Salomon Armand Magloire Kalou, im August 1985 in der Elfenbeinküste geboren, ballsicher, spielintelligent und bis auf wenige Aussetzer skandalfrei, hat Spuren hinterlassen. Spuren, deren Fußstapfen groß sind und so leicht nicht zu füllen sein werden. Nicht wenige fragten sich bei seiner Verpflichtung, was so einer ausgerechnet bei Hertha sucht. Beide dürften profitiert haben.

Kalou ist ein Profi, der seinen Erfolg durchaus zu genießen wusste, wenn er z.B. seiner Lebensfreude Ausdruck verlieh, indem er mit seinem knallroten Ferrari durch Berlin cruiste. Kalou war aber auch ein Star zum Anfassen, wirkte im Zusammentreffen mit Fans nie abgehoben, er sah sich nie als etwas Besseres und strahlte im positivsten Sinne Demut aus. Seit 2009 hilft er mit seiner Kalou-Foundation Menschen in seiner Heimat. 2015 wurde “King Kalou” Afrikameister und in den Wirren der Meisterfeierlichkeiten verpasste er seinen Rückflug. Was den einen als unprofessionell erschien, fanden andere zutiefst menschlich.

Einige haderten allerdings auch, wenn er aufgestellt oder eingewechselt wurde. Vielleicht auch, weil er im modernen Tempofußball mit seiner Virtuosität am Ball irgendwie Fehl am Platze schien. Wie ein Geigenspieler beim Tauziehen.

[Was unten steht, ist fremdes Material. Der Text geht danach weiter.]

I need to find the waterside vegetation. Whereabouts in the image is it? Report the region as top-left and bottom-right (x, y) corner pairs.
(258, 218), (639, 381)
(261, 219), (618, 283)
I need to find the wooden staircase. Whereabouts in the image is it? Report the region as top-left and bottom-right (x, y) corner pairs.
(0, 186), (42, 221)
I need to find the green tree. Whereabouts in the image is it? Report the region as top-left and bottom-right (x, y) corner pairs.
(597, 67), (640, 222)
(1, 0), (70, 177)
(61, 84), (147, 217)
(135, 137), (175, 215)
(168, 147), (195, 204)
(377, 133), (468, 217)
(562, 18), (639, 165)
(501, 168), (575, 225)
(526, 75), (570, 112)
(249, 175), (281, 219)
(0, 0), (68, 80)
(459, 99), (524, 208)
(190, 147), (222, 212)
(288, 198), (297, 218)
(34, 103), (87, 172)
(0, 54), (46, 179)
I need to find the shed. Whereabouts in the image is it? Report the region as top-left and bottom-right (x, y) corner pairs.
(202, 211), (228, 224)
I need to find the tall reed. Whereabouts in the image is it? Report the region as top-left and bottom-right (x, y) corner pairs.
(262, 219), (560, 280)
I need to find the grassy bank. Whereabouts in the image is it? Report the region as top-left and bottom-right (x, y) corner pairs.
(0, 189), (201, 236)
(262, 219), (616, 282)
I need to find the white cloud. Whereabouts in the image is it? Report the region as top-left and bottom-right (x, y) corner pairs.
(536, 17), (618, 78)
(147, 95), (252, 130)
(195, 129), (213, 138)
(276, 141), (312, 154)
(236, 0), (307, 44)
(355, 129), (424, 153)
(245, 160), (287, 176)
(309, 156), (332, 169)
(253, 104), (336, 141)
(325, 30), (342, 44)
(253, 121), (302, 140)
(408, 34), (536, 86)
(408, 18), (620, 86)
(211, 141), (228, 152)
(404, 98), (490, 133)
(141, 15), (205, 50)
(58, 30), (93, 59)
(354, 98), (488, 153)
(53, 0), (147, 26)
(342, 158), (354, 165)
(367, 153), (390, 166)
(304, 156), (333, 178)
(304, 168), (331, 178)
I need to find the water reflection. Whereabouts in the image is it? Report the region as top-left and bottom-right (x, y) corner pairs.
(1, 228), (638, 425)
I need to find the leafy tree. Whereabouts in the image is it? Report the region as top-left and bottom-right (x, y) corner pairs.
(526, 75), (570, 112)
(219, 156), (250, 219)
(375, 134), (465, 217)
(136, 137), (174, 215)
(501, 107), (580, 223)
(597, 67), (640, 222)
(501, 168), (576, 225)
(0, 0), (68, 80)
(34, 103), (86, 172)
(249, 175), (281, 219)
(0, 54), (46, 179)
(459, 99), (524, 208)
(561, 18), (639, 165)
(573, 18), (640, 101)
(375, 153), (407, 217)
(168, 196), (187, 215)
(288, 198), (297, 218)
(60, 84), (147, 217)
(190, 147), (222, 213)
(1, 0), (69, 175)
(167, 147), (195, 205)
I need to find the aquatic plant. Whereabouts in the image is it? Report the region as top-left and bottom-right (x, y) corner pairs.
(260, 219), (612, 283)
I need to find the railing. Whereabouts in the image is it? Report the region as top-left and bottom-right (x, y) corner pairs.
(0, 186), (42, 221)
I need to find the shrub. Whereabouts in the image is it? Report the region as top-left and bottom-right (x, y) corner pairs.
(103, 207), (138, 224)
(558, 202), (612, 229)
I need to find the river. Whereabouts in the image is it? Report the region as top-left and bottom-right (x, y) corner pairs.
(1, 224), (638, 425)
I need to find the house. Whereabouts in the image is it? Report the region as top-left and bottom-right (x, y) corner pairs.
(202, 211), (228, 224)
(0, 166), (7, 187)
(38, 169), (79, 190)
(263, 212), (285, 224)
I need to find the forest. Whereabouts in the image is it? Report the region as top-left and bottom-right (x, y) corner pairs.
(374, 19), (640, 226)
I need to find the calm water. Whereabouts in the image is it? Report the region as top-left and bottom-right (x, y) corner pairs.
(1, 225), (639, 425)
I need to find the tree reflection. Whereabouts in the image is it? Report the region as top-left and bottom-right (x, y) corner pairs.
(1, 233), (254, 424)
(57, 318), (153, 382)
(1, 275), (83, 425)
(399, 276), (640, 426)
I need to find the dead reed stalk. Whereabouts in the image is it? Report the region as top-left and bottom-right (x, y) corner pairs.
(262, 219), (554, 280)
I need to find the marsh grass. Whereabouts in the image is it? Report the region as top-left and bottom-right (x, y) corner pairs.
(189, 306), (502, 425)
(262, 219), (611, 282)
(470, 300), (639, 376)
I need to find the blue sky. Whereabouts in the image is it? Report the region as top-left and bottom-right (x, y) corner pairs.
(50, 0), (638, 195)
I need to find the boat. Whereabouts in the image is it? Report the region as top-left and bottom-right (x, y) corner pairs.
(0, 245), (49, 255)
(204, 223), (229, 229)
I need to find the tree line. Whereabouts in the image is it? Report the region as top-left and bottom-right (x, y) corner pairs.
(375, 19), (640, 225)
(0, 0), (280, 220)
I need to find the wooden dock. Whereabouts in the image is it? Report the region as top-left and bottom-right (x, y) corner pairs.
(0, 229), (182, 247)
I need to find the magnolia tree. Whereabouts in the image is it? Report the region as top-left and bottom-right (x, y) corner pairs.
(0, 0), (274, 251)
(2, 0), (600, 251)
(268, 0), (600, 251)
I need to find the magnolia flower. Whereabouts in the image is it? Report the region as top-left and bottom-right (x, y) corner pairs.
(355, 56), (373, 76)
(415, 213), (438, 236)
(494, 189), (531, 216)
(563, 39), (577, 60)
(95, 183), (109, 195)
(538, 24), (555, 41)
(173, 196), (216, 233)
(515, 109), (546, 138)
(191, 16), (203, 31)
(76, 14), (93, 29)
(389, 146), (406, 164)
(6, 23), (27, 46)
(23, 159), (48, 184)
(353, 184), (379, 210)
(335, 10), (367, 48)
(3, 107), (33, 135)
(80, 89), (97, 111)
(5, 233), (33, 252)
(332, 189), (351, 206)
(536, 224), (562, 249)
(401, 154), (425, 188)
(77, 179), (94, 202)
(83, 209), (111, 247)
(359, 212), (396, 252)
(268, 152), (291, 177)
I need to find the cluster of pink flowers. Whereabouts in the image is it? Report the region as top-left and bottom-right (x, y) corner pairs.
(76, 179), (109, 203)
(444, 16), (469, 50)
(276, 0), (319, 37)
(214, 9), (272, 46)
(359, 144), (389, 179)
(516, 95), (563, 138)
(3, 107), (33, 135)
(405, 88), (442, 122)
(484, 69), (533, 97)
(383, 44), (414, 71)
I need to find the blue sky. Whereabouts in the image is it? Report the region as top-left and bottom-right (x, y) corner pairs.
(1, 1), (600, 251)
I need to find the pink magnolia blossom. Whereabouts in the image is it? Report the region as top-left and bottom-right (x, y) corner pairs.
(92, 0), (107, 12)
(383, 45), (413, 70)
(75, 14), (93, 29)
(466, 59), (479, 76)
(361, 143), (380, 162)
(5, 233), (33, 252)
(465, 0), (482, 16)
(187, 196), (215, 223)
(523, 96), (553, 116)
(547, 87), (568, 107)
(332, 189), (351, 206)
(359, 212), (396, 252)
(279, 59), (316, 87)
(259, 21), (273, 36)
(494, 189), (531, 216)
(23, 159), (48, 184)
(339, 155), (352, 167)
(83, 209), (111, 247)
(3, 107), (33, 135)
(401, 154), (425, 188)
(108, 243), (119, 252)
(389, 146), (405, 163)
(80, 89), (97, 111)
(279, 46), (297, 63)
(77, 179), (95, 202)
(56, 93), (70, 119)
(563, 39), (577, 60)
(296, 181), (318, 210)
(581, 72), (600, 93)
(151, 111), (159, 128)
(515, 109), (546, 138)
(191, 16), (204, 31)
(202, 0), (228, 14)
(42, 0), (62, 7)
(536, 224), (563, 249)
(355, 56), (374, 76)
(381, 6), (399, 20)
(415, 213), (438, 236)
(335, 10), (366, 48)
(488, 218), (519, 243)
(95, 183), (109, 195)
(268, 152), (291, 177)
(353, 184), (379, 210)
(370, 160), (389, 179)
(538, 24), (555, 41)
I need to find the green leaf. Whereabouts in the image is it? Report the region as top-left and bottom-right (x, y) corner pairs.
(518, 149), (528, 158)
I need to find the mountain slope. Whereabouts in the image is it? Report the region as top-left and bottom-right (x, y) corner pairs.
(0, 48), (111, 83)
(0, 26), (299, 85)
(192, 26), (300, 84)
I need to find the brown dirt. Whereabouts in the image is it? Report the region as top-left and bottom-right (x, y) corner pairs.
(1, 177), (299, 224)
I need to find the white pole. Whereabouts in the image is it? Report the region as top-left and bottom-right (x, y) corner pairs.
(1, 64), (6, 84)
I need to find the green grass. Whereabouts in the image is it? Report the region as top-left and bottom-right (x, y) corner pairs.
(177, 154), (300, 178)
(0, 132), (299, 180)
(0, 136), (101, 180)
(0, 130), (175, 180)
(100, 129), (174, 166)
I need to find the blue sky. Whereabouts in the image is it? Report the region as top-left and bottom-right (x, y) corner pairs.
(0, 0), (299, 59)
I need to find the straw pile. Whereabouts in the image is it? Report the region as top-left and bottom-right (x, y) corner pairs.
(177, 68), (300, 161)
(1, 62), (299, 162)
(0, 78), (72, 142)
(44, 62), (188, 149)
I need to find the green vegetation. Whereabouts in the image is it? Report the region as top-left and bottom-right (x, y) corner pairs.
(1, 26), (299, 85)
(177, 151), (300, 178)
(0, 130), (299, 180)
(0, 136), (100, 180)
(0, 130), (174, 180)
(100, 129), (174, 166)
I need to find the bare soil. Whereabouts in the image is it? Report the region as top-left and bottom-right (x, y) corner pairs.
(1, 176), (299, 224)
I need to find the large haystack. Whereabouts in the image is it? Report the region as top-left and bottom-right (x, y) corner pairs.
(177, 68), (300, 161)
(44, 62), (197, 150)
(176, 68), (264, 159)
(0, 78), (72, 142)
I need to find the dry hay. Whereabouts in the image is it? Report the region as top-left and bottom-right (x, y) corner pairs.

So einen werden wir so schnell nicht mehr bei Hertha sehen, weil es solche Typen vermutlich auch nur wenige gibt. Doch genau diese Typen bleiben am Ende in Erinnerung.

Einer, der mit Köpfchen spielte und das Spiel auch mal langsam machte, nicht, weil er nicht schneller konnte, sondern weil mal wieder keiner mitgelaufen war. Einer, der auch mal drei Gegenspieler austanzen konnte. Heute früh lief über die Ticker der mal mehr und mal weniger sozialen Medien, dass er noch eine Saison bei Botafogo in Brasilien spielen wird. Ich wünsche ihm dafür alles Gute.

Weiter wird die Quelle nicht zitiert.